Somewhere the ants are taking down a tapir. The pig does not stand a chance. As the ants dig in. As the flesh falls away. As the spirit of the beast rushes out through its head. The slight whoosh of sound each time she pins an insect. Her back stiff and straight. Inside the house, the light glows from the candles.
“I have looked at several cane pieces for farming,” Mathew van der Lee announces during the evening meal. “There are some acres south from here, at the mouth of Sara Creek.”
“So far to the south, Mr. van der Lee,” the Widow Ivenes responds with alarm. “We will never see you if you move so far to the south.”
“You will visit often, Widow Ivenes, and spend your time much as you like.”
“The Sara Creek region is not thought safe, Mr. van der Lee,” says Esther Gabay. “The runaways are settled near to there.”
“It is said the numbers of the runaways are few, Madame Gabay.”

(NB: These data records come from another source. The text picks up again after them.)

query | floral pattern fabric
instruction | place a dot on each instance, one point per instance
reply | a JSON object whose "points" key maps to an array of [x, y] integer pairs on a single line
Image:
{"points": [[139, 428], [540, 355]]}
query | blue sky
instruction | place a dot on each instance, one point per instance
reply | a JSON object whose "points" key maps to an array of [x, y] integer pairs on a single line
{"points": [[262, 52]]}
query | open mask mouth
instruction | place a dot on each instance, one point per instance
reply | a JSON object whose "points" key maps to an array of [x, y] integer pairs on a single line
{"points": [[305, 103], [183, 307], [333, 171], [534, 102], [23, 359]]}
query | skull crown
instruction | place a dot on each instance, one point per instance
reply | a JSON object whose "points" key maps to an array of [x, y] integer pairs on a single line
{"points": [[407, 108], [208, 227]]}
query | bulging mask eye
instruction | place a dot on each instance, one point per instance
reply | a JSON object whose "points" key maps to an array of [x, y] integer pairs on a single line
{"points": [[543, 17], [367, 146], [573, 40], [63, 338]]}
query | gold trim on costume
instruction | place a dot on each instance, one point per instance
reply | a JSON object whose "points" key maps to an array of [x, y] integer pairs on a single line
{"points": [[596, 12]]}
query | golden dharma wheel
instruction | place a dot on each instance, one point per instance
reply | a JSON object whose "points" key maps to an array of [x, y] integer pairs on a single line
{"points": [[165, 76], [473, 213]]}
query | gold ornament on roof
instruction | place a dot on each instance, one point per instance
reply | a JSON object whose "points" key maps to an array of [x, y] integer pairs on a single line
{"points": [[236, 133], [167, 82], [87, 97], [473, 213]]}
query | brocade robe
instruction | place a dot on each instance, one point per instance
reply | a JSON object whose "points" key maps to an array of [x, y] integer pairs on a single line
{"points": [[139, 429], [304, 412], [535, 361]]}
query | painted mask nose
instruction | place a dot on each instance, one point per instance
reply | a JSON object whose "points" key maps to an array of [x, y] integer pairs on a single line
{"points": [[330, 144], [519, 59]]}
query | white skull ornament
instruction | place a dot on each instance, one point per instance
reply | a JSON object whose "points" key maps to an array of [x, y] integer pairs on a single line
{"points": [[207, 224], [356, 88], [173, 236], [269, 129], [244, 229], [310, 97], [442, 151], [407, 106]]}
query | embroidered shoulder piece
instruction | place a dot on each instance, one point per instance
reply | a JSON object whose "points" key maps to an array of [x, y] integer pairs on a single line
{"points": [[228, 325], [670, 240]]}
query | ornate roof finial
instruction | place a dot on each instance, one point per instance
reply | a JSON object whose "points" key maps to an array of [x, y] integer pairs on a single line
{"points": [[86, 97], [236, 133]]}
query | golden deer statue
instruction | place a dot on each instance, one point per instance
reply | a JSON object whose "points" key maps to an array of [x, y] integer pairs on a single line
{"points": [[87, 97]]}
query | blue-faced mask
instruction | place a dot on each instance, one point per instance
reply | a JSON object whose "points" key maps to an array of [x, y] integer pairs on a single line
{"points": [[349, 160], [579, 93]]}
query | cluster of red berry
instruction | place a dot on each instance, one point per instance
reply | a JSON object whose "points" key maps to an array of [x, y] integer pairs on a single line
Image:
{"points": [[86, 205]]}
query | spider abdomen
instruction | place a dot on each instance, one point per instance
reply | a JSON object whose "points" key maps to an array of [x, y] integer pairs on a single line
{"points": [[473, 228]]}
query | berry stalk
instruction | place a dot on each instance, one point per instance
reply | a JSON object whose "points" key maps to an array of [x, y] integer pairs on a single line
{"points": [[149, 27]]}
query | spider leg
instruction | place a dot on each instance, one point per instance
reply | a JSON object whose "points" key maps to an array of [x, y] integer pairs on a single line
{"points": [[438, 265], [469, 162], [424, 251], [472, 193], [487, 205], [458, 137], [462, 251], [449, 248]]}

“The numbers may be few, Mr. van der Lee,” says Esther Gabay, “but the assaults on the sugar farms are many.”
“And the expeditions of our soldiers fail most often in their efforts to recapture them,” adds Doctor Peter Kolb.
“But there are slaves recaptured every day, Doctor Kolb,” says Mathew van der Lee.
“And every day there are more runaways,” counters the Doctor, “and more violence against the plantations.”
“The violence is not likely to continue,” insists Mathew van der Lee. “How many slaves will risk the punishments if caught?—the beatings, the mutilations. There is one of your colleagues in Paramaribo, Doctor Kolb, whose job it is to amputate limbs from recaptured runaways.”
“The punishments do not deter the runaways,” says Doctor Peter Kolb. “Their sensibility is not as ours, Mr. van der Lee.”
“I am not persuaded of that view,” says Mathew van der Lee.
“Nor am I, I would agree, Mr. van der Lee,” says the Widow Ivenes. And then turning t
o Maria Sibylla, “What has science to say on the subject?”
“It seems not a matter for science, dear Widow Ivenes.”
“What of your work then?” The Widow persists in drawing Maria Sibylla into the conversation.
“My work progresses, Widow Ivenes.”
“And extraordinary work it is, Madame Sibylla,” says the Widow.
“What is extraordinary,” says Esther Gabay, “is that so much effort should be taken in the interest of insects.”
“There is greater fortune to be made in sugar cane,” says Doctor Peter Kolb.
“My interest here is not in sugar, Doctor Kolb.”
“Madame Sibylla’s interest is to witness nature and not to mine for its material potentiality,” says Mathew van der Lee, staring openly at Maria Sibylla. “She is an artist and a scientist, Doctor Kolb, and those are the interests which occupy her. Much as my own interest in collecting has occupied me. It is true I now seek fortune here in sugar, but I have not lost interest in the creatures of the natural world.”